After a social acceptability study of professionals and the parents on the expansion of newborn screening through new genetic technologies carried out between 2020 and 2023 (SeDeN project), and with the support of a multidisciplinary team led by Pr Christel Thauvin and Pr Laurence Faivre (Dijon, France), and of the French Newborn Screening Society (President Pr Frédéric Huet, Dijon, France), are now developing the PERIGENOMED (PERInatal GENOmic MEDicine) project.

The PERIGENOMED (PERInatal GENOmic MEDicine) project aims to identify and remove the barriers (technological, organizational, information for parents and training for professionals, etc.) raised by the use of genome sequencing in newborn screening, and to study its acceptability, feasibility, and interest for the care and treatment of children with diseases in France.
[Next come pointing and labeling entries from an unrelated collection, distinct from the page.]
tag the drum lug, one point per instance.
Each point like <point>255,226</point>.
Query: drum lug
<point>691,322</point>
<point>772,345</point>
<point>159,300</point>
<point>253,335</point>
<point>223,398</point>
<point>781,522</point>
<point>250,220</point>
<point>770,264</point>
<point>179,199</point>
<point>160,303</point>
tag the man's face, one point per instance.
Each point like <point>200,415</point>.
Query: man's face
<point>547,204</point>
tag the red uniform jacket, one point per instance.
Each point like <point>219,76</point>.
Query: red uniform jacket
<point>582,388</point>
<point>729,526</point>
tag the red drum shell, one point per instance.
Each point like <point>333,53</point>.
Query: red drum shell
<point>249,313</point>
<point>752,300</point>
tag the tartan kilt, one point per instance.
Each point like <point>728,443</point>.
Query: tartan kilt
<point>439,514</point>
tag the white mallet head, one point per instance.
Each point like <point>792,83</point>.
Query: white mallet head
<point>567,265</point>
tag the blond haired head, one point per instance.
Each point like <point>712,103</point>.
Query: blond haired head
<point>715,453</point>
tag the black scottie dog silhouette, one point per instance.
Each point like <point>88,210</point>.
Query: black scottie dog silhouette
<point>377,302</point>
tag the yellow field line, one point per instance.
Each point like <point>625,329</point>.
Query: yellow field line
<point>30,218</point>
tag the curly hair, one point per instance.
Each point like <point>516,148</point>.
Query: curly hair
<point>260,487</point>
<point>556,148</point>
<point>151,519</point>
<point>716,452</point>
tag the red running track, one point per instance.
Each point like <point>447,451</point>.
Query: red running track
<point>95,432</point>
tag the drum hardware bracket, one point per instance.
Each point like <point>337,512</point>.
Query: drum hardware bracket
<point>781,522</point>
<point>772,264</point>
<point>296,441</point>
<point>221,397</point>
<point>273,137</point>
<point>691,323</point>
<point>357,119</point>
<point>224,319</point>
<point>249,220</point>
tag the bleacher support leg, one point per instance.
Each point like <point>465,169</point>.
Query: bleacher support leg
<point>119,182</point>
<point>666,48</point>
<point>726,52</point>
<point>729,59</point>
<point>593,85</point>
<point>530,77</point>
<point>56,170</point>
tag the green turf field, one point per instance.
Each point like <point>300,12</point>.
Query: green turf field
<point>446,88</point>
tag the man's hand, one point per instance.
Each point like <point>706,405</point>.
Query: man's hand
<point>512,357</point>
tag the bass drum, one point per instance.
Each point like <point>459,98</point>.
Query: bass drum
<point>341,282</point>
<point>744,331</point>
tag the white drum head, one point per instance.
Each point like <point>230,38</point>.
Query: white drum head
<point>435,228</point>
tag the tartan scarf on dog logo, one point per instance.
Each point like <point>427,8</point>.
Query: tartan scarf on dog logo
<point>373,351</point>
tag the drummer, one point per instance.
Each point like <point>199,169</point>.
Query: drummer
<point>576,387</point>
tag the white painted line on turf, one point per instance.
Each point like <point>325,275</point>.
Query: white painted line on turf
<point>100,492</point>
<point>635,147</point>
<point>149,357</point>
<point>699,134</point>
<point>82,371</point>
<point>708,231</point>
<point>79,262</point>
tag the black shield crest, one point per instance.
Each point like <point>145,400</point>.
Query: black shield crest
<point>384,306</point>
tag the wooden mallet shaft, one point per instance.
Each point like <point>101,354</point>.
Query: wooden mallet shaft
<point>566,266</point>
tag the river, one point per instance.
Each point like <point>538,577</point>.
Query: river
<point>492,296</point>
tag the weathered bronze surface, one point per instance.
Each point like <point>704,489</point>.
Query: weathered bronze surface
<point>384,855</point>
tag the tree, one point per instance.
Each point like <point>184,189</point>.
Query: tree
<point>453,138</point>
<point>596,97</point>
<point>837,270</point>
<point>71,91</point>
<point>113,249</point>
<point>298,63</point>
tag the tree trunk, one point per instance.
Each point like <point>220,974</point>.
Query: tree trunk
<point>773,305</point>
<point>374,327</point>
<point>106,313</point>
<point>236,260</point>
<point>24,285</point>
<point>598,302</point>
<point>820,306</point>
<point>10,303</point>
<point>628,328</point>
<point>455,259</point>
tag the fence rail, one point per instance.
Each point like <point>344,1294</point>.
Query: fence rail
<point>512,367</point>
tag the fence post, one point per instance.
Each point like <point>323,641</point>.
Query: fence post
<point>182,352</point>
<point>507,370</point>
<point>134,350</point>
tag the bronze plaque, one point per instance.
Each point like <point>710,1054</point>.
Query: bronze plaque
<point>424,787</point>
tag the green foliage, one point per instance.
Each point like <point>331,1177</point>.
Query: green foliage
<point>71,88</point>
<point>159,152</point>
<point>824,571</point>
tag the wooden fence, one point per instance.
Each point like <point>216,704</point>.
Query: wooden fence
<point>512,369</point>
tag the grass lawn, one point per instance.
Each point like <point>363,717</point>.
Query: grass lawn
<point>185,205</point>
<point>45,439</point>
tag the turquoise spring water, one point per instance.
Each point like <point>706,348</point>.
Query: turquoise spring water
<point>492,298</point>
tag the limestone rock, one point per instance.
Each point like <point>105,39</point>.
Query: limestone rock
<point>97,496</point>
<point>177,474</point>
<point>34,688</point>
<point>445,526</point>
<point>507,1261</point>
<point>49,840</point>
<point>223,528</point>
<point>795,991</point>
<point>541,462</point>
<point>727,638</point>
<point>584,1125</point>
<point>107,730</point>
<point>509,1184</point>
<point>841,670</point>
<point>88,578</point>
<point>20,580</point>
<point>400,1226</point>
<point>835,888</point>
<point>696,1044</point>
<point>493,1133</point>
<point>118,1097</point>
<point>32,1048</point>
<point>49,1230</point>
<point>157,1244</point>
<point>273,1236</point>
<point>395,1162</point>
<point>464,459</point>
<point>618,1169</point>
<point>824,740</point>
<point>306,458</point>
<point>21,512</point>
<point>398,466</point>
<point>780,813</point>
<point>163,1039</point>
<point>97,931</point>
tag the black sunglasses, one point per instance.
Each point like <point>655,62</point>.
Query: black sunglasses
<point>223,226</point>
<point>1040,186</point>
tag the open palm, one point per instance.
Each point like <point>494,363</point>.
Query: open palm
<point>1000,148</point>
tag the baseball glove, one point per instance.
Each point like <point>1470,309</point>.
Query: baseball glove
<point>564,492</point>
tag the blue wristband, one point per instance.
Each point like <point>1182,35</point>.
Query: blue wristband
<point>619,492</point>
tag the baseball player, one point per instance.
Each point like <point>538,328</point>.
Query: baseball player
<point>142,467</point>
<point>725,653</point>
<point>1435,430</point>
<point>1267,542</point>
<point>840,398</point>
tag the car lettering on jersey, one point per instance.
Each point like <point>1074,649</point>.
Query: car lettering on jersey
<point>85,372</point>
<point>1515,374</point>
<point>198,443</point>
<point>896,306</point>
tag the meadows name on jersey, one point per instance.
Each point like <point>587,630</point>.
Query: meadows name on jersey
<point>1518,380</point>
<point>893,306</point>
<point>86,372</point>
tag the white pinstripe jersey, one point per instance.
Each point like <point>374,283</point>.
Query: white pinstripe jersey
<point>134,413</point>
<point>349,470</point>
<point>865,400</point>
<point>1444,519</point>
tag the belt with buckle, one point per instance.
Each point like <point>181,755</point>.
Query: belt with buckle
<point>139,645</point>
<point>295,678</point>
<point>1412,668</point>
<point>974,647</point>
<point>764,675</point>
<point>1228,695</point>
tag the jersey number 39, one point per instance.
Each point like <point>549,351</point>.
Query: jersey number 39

PERIGENOMED will extend the current French newborn screening from 13 rare diseases to more than 150 rare genetic diseases for 20,000 newborns, by analyzing selected genes from genome sequencing followed by bioinformatics filters (in-silico panel). These genes are responsible for treatable/actionable rare diseases for which there is a substantial early benefit for the child (before the age of 5) to be diagnosed by genomic newborn screening, such as the administration of treatment in the presymptomatic phase, anticipated adapted management, the entry in an existing therapeutic trial, etc...

The FirstSteps initiative is a newborn genome screening program in Greece. It aims to establish universal newborn genome screening (NGS) as the standard of care within five years. Additionally, it aims to establish Greece as a hub for drug development and discovery in rare diseases.

The Phase I clinical trial, sponsored by Greece's National Organization of Public Health (EODY), is currently underway at three leading academic medical institutions across Greece. The trial will involve whole genome sequencing of up to 1,000 newborns, with an analysis of 385 genes covering over 500 genetic diseases where early-life interventions are available.

One can imagine the day that 99% of newborns will have their genomes sequenced immediately at birth.